Energia e guerra in Siria: gli interessi dell'Occidente

energia e guerra in Siria

Ci risiamo. Dopo l'Iraq e la Libia, l'Occidente è pronto a intervenire contro un paese del Medioriente. Come al solito, l'opinione pubblica è divisa, e c'è chi crede che dietro l'intento umanitario ci siano interessi economici in ballo. Ciò è vero solo parzialmente. La Siria non è la Libia, non siede su immani pozzi di petrolio e non ha risorse ingenti dal punto di vista dell'energia.

In verità, l'unico paese che ha un certo interesse economico a intervenire in Siria è il Qatar. Questi possiede il giacimento di gas più grande del mondo, e dunque è leader nel settore dell'energia. Purtroppo, non può venderlo in Europa, che di gas ha estremo bisogno, perché di mezzo (proprio fisicamente) c'è la Siria e Assad ha sempre rigettato la possibilità che il ricco vicino costruisca un gasdotto nel suo territorio. Il rifiuto della Siria è dettato dalla Russia, che ha praticamente il monopolio nell'export di gas in Europa e che lo perderebbe se il gasdotto fosse costruito.

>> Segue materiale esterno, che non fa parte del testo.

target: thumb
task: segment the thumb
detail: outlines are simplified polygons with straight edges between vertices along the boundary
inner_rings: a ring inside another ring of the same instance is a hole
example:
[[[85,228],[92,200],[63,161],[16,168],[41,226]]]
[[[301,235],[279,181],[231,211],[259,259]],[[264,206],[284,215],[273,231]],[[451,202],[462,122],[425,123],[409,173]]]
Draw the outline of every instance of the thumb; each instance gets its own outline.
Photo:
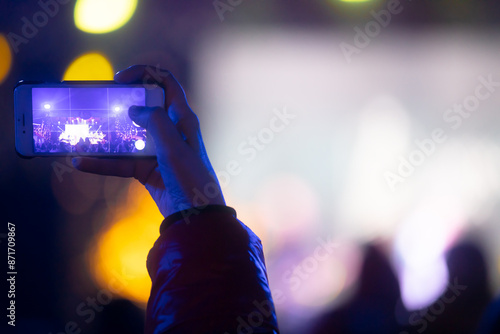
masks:
[[[128,115],[151,134],[157,151],[172,149],[172,145],[183,141],[167,111],[161,107],[131,106]]]
[[[130,106],[128,109],[128,116],[132,121],[148,130],[149,118],[154,108],[142,106]],[[150,129],[151,130],[151,129]]]

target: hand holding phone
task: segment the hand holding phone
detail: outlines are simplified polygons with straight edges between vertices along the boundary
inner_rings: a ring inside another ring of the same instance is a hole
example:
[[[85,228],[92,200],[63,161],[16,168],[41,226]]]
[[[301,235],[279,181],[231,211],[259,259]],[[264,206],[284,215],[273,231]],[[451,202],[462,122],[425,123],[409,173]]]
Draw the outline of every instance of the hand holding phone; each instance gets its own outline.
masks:
[[[153,138],[156,159],[78,157],[74,159],[75,167],[89,173],[138,179],[165,217],[193,207],[225,205],[205,150],[198,117],[173,75],[166,70],[136,65],[117,73],[115,81],[132,84],[152,78],[165,91],[165,108],[135,107],[129,110],[129,116]]]

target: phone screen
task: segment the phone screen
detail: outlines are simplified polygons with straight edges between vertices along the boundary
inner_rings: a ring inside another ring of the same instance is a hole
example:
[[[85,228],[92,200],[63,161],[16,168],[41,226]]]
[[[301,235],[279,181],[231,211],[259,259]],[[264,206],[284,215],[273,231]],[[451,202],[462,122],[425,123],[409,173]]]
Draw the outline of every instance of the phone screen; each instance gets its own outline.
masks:
[[[33,151],[146,154],[151,143],[128,116],[132,105],[146,105],[144,87],[32,88]]]

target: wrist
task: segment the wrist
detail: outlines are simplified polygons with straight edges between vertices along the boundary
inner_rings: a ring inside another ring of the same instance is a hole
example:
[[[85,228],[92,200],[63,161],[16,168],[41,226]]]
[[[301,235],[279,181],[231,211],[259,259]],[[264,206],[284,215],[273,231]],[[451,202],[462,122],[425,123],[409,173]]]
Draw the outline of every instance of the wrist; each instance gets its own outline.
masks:
[[[225,204],[208,204],[191,207],[168,215],[160,225],[160,233],[176,222],[184,221],[189,224],[190,218],[211,212],[225,213],[236,218],[236,211],[232,207],[226,206]]]

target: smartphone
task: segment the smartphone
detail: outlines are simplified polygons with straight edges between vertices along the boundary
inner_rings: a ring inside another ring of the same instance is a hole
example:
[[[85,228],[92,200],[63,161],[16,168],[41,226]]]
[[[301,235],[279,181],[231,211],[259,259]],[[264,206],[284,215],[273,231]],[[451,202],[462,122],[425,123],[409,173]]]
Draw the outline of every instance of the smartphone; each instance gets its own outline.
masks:
[[[22,157],[154,157],[153,139],[128,116],[132,105],[164,107],[163,88],[114,81],[19,82],[16,151]]]

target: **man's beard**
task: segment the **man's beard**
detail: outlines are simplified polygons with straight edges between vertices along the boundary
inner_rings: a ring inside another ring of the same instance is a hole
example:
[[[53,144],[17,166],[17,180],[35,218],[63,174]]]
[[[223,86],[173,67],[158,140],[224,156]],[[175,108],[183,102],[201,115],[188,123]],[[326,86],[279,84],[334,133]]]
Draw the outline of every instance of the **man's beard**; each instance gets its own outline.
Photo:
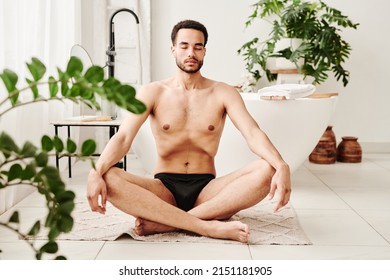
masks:
[[[183,64],[183,63],[180,63],[177,59],[176,59],[176,65],[177,67],[179,67],[180,70],[182,70],[183,72],[187,73],[187,74],[194,74],[194,73],[197,73],[203,66],[203,60],[197,60],[198,62],[198,67],[195,68],[195,69],[187,69],[186,66]]]

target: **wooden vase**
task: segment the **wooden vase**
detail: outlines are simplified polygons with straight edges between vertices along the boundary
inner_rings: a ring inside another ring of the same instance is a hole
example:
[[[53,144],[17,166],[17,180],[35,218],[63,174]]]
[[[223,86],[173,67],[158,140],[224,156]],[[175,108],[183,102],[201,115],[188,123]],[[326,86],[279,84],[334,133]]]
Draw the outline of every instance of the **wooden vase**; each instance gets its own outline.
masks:
[[[309,155],[309,161],[318,164],[336,162],[336,136],[332,126],[326,128],[313,152]]]
[[[362,161],[362,148],[357,137],[344,136],[337,146],[337,161],[358,163]]]

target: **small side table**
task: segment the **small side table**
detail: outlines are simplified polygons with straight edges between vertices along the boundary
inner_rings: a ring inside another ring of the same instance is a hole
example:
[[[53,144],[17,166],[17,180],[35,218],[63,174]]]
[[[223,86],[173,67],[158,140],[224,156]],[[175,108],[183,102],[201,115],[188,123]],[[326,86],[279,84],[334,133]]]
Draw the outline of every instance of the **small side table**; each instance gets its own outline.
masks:
[[[52,121],[51,124],[54,126],[55,135],[58,136],[58,128],[59,127],[67,127],[68,138],[70,138],[70,127],[71,126],[79,126],[79,127],[108,127],[109,128],[109,136],[110,138],[118,132],[119,126],[121,125],[121,120],[111,120],[111,121],[91,121],[88,119],[83,120],[82,117],[68,119],[68,120],[60,120],[60,121]],[[94,154],[93,156],[100,156],[100,154]],[[56,167],[59,168],[60,165],[60,157],[56,154]],[[117,165],[121,165],[117,163]],[[123,158],[123,167],[126,170],[126,155]],[[69,178],[72,177],[72,162],[71,156],[68,156],[68,170],[69,170]]]

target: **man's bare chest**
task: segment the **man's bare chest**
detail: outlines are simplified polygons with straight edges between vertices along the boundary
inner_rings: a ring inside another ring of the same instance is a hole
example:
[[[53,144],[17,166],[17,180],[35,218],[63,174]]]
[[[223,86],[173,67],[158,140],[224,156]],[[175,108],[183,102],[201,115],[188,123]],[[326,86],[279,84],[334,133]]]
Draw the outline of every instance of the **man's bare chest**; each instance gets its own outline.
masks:
[[[155,125],[166,133],[217,132],[223,126],[225,112],[212,102],[160,103],[154,113]]]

La situazione è un po' ingarbugliata, ma è logica. Gli Stati Uniti desiderano smantellare il monopolio alla Russia che, a distanza di venti anni dal crollo dell'Urss, rimane pur sempre un avversario. Per farlo deve aiutare il Qatar a costruire questo gasdotto, e per costruire il gasdotto è necessario che il regime siriano crolli. E c'è un solo modo per raggiungere quest'obiettivo: la guerra.

E la Francia e l'Inghilterra? Perché premono affinché si scateni la guerra? Non è ancora chiaro. C'è chi pensa al tentativo di recuperare peso e credibilità sul palcoscenico internazionale. C'è chi pensa che stiano puntando tutto su un futuro sconto da parte dell'alleato qatarioto, una volta che Assad sarà abbattuto e un gasdotto sarà costruito in Siria.